In interviews, many mentioned that the simplified design reduced cognitive load, especially when they weren’t feeling well.
“I like that it’s neat and clean. When you’re sick, your mind is already clouded.”Non-GP services became easier to discover without slowing down core flows.
From the market
App Store ratings improved significantly after launch.
The App Store rating increased from 3.7 to 4.9, with similar improvements reflected on Google Play.
From the organisation
Fewer issues related to coverage confusion and mislinked memberships
Reduced friction for customer support teams
A clearer, shared understanding of what the app is optimised for - both now and in the future
The impact came from treating the experience as a system rather than a set of isolated improvements.
Reflection
This case changed how I think about my role as a design leader.
A large part of the work wasn’t designing screens - it was aligning teams, timing change, and making trade-offs visible. Saying “not yet” was often as important as saying “this is the direction”.

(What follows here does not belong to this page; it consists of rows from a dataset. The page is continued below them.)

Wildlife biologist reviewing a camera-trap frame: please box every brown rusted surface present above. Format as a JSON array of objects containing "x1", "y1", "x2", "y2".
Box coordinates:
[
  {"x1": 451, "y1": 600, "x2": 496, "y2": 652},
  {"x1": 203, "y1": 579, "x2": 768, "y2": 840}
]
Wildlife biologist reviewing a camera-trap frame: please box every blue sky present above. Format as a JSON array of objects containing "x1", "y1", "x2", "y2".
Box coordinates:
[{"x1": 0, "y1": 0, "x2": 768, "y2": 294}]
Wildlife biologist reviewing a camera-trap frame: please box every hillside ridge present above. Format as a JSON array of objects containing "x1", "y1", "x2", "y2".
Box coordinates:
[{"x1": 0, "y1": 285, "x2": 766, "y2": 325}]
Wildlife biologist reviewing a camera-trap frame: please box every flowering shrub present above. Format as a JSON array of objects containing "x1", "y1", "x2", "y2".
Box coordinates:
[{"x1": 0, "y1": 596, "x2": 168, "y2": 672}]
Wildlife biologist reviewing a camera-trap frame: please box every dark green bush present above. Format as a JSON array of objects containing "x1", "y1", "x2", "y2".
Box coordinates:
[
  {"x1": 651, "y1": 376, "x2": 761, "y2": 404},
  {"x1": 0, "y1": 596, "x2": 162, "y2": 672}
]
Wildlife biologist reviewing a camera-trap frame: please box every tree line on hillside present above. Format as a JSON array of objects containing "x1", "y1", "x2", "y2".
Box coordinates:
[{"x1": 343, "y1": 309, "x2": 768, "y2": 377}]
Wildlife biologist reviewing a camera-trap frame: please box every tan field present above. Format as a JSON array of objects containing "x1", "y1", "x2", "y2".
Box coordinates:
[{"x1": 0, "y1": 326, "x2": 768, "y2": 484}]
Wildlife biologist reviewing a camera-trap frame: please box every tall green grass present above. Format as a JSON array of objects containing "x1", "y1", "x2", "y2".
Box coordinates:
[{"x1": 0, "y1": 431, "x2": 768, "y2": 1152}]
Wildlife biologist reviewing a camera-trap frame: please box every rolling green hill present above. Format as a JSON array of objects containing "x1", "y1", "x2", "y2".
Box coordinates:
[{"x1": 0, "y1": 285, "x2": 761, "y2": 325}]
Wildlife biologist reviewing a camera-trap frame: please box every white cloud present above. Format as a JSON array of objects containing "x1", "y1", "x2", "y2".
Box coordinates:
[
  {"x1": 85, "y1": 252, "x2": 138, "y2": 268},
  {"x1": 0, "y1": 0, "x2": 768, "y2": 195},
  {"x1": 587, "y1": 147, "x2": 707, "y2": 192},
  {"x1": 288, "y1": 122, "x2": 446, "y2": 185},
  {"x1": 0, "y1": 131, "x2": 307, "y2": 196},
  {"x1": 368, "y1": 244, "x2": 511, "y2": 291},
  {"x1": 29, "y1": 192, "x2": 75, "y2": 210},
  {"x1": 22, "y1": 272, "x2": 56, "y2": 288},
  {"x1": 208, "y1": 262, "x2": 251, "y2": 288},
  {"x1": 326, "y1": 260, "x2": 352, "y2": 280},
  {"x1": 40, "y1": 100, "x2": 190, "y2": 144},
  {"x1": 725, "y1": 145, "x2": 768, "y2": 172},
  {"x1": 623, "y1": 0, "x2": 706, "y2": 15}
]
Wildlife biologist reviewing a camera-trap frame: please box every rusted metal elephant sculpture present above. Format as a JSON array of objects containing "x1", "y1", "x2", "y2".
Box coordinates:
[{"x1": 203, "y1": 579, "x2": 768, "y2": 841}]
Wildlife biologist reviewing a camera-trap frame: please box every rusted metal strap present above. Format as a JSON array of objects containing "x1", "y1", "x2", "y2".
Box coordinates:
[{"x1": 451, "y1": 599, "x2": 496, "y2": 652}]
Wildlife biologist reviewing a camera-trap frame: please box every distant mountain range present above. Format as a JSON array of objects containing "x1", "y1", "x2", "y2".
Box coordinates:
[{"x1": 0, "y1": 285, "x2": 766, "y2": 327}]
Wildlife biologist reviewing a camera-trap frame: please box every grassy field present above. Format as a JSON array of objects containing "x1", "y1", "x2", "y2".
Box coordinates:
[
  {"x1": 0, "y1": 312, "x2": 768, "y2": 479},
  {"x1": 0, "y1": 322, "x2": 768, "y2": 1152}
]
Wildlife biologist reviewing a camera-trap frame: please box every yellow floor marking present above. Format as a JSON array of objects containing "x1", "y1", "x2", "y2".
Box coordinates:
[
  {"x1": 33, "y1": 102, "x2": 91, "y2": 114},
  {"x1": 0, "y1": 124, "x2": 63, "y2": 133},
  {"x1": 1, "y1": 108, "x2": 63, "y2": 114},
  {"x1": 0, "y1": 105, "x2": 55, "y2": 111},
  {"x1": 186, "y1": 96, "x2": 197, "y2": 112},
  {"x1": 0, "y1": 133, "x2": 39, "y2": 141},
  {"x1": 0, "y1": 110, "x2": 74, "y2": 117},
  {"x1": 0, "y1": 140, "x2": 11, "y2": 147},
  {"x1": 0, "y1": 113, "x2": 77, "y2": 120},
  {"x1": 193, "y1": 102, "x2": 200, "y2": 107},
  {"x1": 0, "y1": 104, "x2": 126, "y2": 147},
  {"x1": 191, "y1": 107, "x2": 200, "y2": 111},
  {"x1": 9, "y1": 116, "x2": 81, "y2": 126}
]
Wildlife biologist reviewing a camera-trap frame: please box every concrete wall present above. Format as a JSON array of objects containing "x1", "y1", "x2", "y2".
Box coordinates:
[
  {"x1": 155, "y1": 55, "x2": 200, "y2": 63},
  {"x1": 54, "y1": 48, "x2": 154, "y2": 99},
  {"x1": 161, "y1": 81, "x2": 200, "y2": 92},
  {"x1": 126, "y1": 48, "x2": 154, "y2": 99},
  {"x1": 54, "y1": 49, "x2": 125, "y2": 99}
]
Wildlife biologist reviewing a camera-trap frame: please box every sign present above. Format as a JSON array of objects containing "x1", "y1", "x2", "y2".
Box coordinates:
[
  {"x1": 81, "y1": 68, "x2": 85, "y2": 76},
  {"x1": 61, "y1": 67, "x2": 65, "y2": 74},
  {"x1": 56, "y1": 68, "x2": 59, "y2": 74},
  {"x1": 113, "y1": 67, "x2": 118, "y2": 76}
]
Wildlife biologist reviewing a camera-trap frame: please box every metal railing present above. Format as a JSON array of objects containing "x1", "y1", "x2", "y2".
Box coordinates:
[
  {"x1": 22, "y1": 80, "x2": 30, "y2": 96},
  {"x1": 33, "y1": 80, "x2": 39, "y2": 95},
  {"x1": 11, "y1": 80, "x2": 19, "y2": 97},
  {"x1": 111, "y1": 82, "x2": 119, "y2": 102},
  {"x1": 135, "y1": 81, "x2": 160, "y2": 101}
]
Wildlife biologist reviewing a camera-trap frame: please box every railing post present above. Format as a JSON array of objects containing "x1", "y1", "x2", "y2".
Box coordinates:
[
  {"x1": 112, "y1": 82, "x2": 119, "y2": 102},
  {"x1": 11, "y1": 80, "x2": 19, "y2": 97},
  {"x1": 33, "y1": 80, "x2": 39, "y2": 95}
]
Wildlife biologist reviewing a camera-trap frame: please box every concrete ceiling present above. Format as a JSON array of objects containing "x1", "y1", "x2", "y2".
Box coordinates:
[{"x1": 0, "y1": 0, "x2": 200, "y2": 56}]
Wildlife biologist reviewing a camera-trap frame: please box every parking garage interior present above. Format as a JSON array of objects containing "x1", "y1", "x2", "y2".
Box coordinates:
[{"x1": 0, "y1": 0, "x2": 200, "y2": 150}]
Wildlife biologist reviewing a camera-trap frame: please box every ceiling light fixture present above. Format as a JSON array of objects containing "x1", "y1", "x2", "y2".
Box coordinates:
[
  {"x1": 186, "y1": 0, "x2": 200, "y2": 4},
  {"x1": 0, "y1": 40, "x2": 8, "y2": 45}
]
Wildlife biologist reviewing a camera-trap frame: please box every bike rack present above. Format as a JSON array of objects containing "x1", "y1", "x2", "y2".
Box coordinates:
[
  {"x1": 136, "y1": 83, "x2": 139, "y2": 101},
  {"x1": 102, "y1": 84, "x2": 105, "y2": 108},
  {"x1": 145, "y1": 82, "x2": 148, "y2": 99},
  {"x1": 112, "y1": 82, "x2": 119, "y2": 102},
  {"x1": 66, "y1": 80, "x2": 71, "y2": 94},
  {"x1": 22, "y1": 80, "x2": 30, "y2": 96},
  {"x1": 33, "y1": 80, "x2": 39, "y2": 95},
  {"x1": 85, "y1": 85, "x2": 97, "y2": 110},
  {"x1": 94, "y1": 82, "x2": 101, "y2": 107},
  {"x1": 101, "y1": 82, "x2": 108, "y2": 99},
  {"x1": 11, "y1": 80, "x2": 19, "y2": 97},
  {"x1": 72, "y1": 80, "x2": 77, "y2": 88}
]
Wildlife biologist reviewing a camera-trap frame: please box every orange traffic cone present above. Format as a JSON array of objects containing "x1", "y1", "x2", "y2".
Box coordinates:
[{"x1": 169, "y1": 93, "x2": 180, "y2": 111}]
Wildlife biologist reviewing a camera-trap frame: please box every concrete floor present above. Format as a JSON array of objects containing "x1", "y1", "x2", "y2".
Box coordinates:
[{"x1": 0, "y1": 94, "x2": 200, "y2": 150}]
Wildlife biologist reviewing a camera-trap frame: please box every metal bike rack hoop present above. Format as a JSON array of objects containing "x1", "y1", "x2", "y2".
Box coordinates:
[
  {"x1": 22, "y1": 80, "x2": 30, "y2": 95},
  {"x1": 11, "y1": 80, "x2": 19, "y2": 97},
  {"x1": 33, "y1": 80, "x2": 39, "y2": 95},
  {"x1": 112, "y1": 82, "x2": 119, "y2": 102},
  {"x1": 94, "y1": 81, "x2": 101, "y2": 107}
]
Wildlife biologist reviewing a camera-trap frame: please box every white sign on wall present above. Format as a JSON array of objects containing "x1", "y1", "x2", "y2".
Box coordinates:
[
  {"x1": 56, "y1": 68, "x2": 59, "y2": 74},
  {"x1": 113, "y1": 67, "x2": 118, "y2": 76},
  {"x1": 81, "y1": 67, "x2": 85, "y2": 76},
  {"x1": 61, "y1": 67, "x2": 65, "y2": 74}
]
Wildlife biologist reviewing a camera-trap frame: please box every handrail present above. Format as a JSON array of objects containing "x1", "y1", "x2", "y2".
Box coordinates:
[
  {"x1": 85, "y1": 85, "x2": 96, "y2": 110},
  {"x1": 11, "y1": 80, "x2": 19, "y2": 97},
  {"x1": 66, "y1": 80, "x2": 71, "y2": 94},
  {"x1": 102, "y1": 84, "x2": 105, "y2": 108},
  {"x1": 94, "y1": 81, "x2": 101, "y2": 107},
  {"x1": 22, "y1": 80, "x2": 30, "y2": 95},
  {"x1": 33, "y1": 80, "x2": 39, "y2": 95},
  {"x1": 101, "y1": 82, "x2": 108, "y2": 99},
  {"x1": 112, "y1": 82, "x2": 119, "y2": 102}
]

I also learned the value of using technical initiatives as leverage. The app rewrite and B2C/B2B merge were not framed as design projects, but they created rare windows to establish foundations, reduce long-standing UX debt, and align stakeholders around a longer-term vision.
The result wasn’t just a better app experience, but a product organisation that could make clearer, more consistent decisions about what belongs in the experience - and why.